Andrea Arcangeli <andrea@suse.de> wrote:
>
> ...
>
> Clearly taking the page lock in do_no_page would fix it too, but it
> would destroy the scalability of page faults.

It's always bugged me that filemap_nopage() doesn't lock the page.  There
might be additional uglies which could be tidied up if we were to do so.

The scalability loss would happen if there are multiple processes/threads
faulting in the same page I guess.   I wonder how important that would be.

I suppose that even if we did lock the page in filemap_nopage(), the
coverage isn't sufficient here - it needs to extend into do_no_page()?


> The seqschedlock instead
> is 100% smp scalable in the fast path (exactly like RCU and seqlocks),
> and it's lightweight in the write path too and it doesn't introducing
> latencies in freeing memory.

Why this rather than down_read/down_write?  We might even be able to hoist
ext3_inode's i_truncate_sem into the address_space, for zero space cost on
most Linux inodes (dunno).

Is there some way in which we can use mapping->truncate_count to tell
do_no_page() that it raced with invalidate()?  By checking it after the pte
has been established?

> My main concern is the yield() instead of a waitqueue but perhaps that
> can be improved somehow (I didn't think much about it yet). Not sure if
> a waitqueue would be better off inside or outside the seqschedlock, but
> I believe these are secondary matters, in practice it should never
> trigger.

yield() is pretty sucky.


^ permalink raw reply	[flat|nested] 23+ messages in thread

* Re: smp race fix between invalidate_inode_pages* and do_no_page
  2005-12-13 21:02 ` Andrew Morton
@ 2005-12-13 21:14   ` Andrea Arcangeli
  2005-12-16 13:51     ` Andrea Arcangeli
  0 siblings, 1 reply; 23+ messages in thread
From: Andrea Arcangeli @ 2005-12-13 21:14 UTC (permalink / raw)
  To: Andrew Morton; +Cc: linux-kernel, hugh

On Tue, Dec 13, 2005 at 01:02:27PM -0800, Andrew Morton wrote:
> It's always bugged me that filemap_nopage() doesn't lock the page.  There
> might be additional uglies which could be tidied up if we were to do so.
> 
> The scalability loss would happen if there are multiple processes/threads
> faulting in the same page I guess.   I wonder how important that would be.

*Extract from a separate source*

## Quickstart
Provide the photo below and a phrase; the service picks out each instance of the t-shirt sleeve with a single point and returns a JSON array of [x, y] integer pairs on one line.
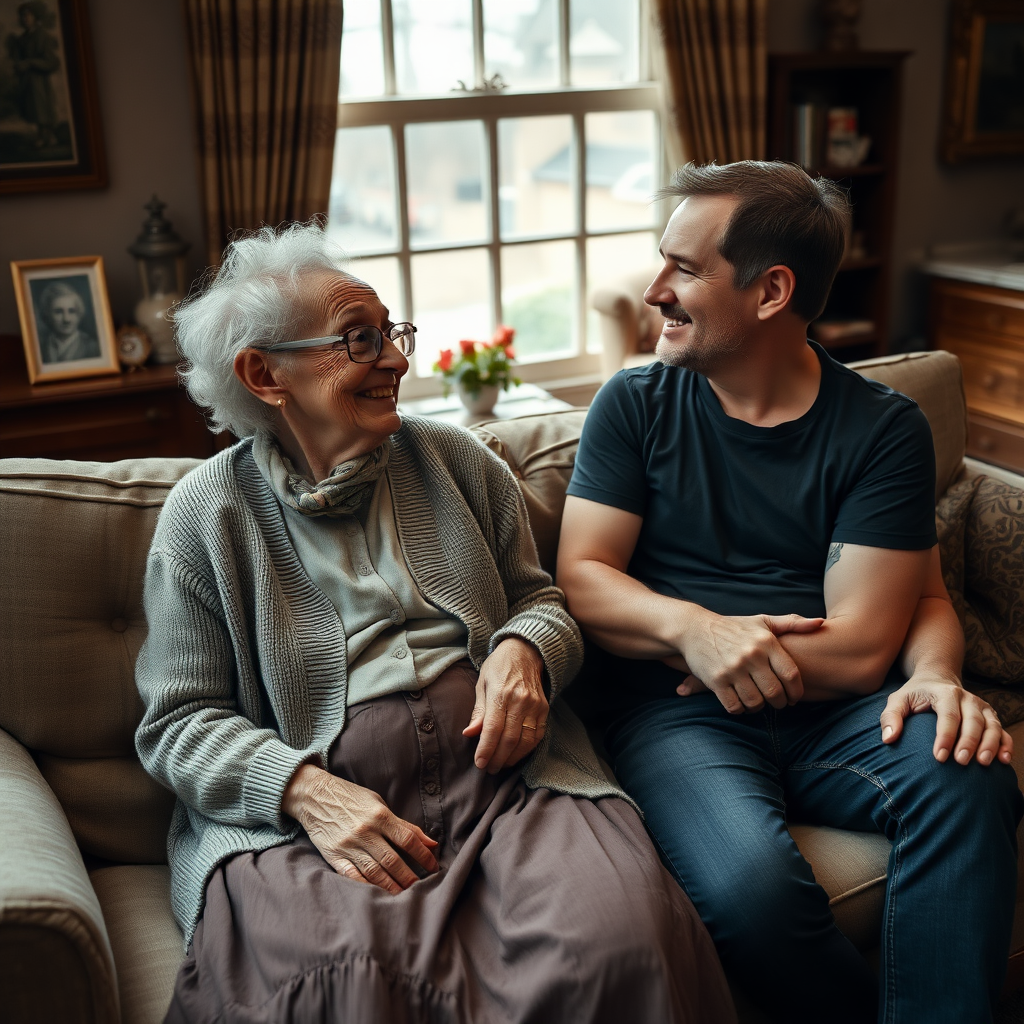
[[609, 465], [892, 504]]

I don't know for sure, I know for sure with threads faulting on the same
page at the same time is common, but I don't know with processes, I
expected it is possible. 

> I suppose that even if we did lock the page in filemap_nopage(), the
> coverage isn't sufficient here - it needs to extend into do_no_page()?

I think so, for invalidate_mapping_pages (the simpler case since it's
less aggressive) we'd need to drop the page lock after increasing the
mapcount, so page_mapped() will notice it has to skip the page.

> Why this rather than down_read/down_write?  We might even be able to hoist
> ext3_inode's i_truncate_sem into the address_space, for zero space cost on
> most Linux inodes (dunno).

The only reason for not using semaphores, is to keep the fast path 100%
scalable, without risking cacheline bouncing and without requiring
exclusive access to a cacheline in a cpu (i.e. writes).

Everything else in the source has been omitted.